Counting people in areas with a surge in population is tricky, says Sarah Bohn, a research fellow at PPIC who headed up the census report. Local governments are responsible for having up-to-date address lists, which Bohn calls “the first step” of an accurate census. And she notes that many of the areas with high growth are “the same areas where the housing crisis is the most severe,” leading people to double up in homes and apartments or other non-traditional housing arrangements. That makes them less likely to be included in the count.

When you add in the fact that many of those regions also have large Latino populations, the undercount risk rises. That’s particularly the case in the South and East Bay, Fresno, Riverside County and San Diego County. Latino and immigrant rights advocates worry that the climate of fear permeating immigrant communities, particularly since the 2016 election, make those groups even less likely to share their personal information with the government.

Those concerns will be “deeply exacerbated by the addition of this (citizenship) question,” said Vanita Gupta, president and CEO of the Leadership Question on Civil Rights, who warned that with its inclusion, “you really are at risk of sabotaging the census.”

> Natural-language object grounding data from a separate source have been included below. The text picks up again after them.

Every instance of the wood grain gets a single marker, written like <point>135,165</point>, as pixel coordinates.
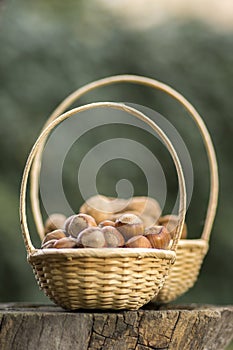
<point>47,327</point>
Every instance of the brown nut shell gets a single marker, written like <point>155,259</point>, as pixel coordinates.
<point>129,225</point>
<point>138,242</point>
<point>91,237</point>
<point>56,234</point>
<point>79,223</point>
<point>67,222</point>
<point>113,237</point>
<point>106,223</point>
<point>54,222</point>
<point>49,244</point>
<point>66,242</point>
<point>158,236</point>
<point>171,222</point>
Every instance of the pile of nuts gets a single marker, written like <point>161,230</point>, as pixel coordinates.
<point>122,229</point>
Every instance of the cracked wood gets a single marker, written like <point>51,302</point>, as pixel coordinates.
<point>30,327</point>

Ross disputed that in his statement and an accompanying memo rationalizing the decision. “The citizenship question has been well tested,” he argued, pointing out that it has been included in the American Community Survey, a survey of a small percentage of the population that is conducted annually by the Census Bureau. “While there is widespread belief among many parties that adding a citizenship question could reduce response rates, the Census Bureau’s analysis did not provide definitive, empirical support for that belief,” said Ross.

Becerra said the Trump administration’s move violates the U.S. Constitution because it could “diminish response rates” and undermine the federal requirement to count every California resident regardless of immigration status.

“Given the way that this administration has attacked immigrants, you can understand why immigrant families would be afraid to fill out the Census questionnaire,” Becerra said. “If California loses representation, we could lose votes.”

Secretary of State Alex Padilla said an undercount could lead to “several million” people not being counted in California.

“The Trump administration’s decision last night rolls back the clock on civil rights and voting rights in America,” Padilla said, adding it’s the latest move in “the president’s blatant agenda to fan the flames of anti-immigrant hostility.”

Angela Hart of The Bee state Capitol Bureau contributed to this report.